5ª Turma – Escalas de motorista de ônibus interestadual não caracterizam turno ininterrupto de revezamento – Processo n.1000673-40.2023.5.02.0017

EMENTA

AGRAVO. AGRAVO DE INSTRUMENTO EM RECURSO DE REVISTA. ACÓRDÃO PUBLICADO NA VIGÊNCIA DA LEI Nº 13.467/2017. HORAS EXTRAS. FERIADOS. AUSÊNCIA DE TRANSCENDÊNCIA. O e. TRT, com base nas provas dos autos, manteve o indeferimento do pagamento de diferenças de horas extras, ao fundamento de que a reclamada colacionou os controles de ponto e recibos salariais, contudo o autor não apontou diferenças devidas em seu favor. Acrescentou que “o demonstrativo não merece acolhimento, visto que apresenta diferenças que desconsideram o sistema de compensação previsto nos Acordos Coletivos acostados com a defesa, não podendo, portanto, ser acolhido”. As razões veiculadas no recurso de revista, por sua vez, estão calcadas em realidade fática diversa. Nesse contexto, uma conclusão diversa desta Corte, contrariando aquela contida no v. acórdão regional, como pretende a parte agravante, demandaria o reexame do conjunto probatório, atraindo o óbice contido na Súmula nº 126 do TST, segundo a qual é “Incabível o recurso de revista ou de embargos (arts. 896 e 894, ‘b’, da CLT) para reexame de fatos e provas”, o que inviabiliza o exame da própria matéria de fundo veiculada no recurso de revista. A existência de obstáculo processual apto a inviabilizar o exame da matéria de fundo veiculada, como no caso, acaba por evidenciar, em última análise, a própria ausência de transcendência do recurso de revista, em qualquer das suas modalidades. Precedentes. Agravo não provido.

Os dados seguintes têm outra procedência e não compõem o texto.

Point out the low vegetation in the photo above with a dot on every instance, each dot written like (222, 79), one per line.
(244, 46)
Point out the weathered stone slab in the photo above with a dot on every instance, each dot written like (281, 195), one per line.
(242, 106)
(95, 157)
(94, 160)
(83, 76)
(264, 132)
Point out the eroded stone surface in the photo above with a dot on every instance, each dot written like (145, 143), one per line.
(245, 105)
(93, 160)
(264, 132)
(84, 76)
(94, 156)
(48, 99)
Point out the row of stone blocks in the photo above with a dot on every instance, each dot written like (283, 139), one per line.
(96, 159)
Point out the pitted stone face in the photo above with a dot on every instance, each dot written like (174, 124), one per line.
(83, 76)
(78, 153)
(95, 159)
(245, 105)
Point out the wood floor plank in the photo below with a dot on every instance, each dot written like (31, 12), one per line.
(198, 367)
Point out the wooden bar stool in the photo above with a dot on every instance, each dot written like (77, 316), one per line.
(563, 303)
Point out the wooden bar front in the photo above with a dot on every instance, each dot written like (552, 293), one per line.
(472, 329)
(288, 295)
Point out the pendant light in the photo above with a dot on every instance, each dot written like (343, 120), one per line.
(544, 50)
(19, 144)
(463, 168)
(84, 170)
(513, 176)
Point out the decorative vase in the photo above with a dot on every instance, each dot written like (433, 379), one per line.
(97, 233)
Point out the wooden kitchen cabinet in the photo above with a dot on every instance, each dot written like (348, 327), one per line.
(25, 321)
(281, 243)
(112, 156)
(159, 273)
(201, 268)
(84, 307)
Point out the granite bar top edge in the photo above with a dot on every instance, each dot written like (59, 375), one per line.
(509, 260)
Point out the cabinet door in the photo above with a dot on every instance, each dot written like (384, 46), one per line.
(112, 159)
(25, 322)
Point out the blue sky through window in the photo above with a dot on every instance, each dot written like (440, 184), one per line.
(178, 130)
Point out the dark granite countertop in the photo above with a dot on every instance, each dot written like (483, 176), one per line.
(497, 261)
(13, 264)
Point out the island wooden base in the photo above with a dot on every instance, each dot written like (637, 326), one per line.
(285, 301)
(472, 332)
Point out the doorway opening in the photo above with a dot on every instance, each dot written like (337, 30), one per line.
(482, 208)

AGRAVO. AGRAVO DE INSTRUMENTO EM RECURSO DE REVISTA. ACÓRDÃO PUBLICADO NA VIGÊNCIA DA LEI Nº 13.467/2017. MOTORISTA DE TRANSPORTE INTERESTADUAL. TURNO ININTERRUPTO DE REVEZAMENTO. CONTRATO POSTERIOR À VIGÊNCIA DA LEI 13.103/2015. TRANSCENDÊNCIA JURÍDICA RECONHECIDA. Agravo a que se dá provimento para examinar o agravo de instrumento em recurso de revista. Agravo provido.
AGRAVO DE INSTRUMENTO EM RECURSO DE REVISTA. ACÓRDÃO PUBLICADO NA VIGÊNCIA DA LEI Nº 13.467/2017. MOTORISTA DE TRANSPORTE INTERESTADUAL. TURNO ININTERRUPTO DE REVEZAMENTO. CONTRATO POSTERIOR À VIGÊNCIA DA LEI 13.103/2015. TRANSCENDÊNCIA JURÍDICA RECONHECIDA. Em razão do reconhecimento da transcendência da matéria, viabilizando-se o debate em torno da interpretação do alcance dado ao art. 7º, XIV, da Constituição Federal, dá-se provimento ao agravo de instrumento para determinar o prosseguimento do recurso de revista. Agravo de instrumento provido. RECURSO DE REVISTA. ACÓRDÃO PUBLICADO NA VIGÊNCIA DA LEI Nº 13.467/2017. MOTORISTA DE TRANSPORTE INTERESTADUAL. TURNO ININTERRUPTO DE REVEZAMENTO. CONTRATO POSTERIOR À VIGÊNCIA DA LEI 13.103/2015. TRANSCENDÊNCIA JURÍDICA RECONHECIDA. Efetivamente, nos termos do art. 235-C, § 13, da CLT, incluído pela Lei nº 13.103/2015, que regulamentou a atividade do motorista profissional, “salvo previsão contratual, a jornada de trabalho do motorista empregado não tem horário fixo de início, de final ou de intervalos”. Embora possa trabalhar em diferentes horários, a alternância de turnos, por si só, não caracteriza o trabalho em regime de turno de revezamento de que trata o art. 7º, XIV, da Constituição Federal. Isso porque, a jornada do motorista é determinada pelas características específicas das viagens, sendo a variação nos horários ínsita à própria natureza da função desempenhada. Nesse contexto, diante das premissas estabelecidas no acórdão regional, forçoso reconhecer que o autor não estava submetido a jornada em turnos ininterruptos de revezamento prevista no art. 7º, XIV, da Constituição Federal, razão pela qual não faz jus ao pagamento, como extra, das horas laboradas a partir da 6ª diária. Precedentes. Incólumes, portanto, os dispositivos apontados. Por fim, os arestos colacionados são inservíveis ao confronto de teses, uma vez que não indicam a fonte oficial ou o repositório autorizado em que foram publicados, como preconiza a Súmula 337, I, “a”, do TST. Recurso de revista não conhecido.

FATOS RELEVANTES

  • O objeto da ação foi o pagamento de horas extras decorrentes do reconhecimento de turno ininterrupto de revezamento, além de diferenças de horas extras por labor em feriados, postulados por um motorista de ônibus interestadual.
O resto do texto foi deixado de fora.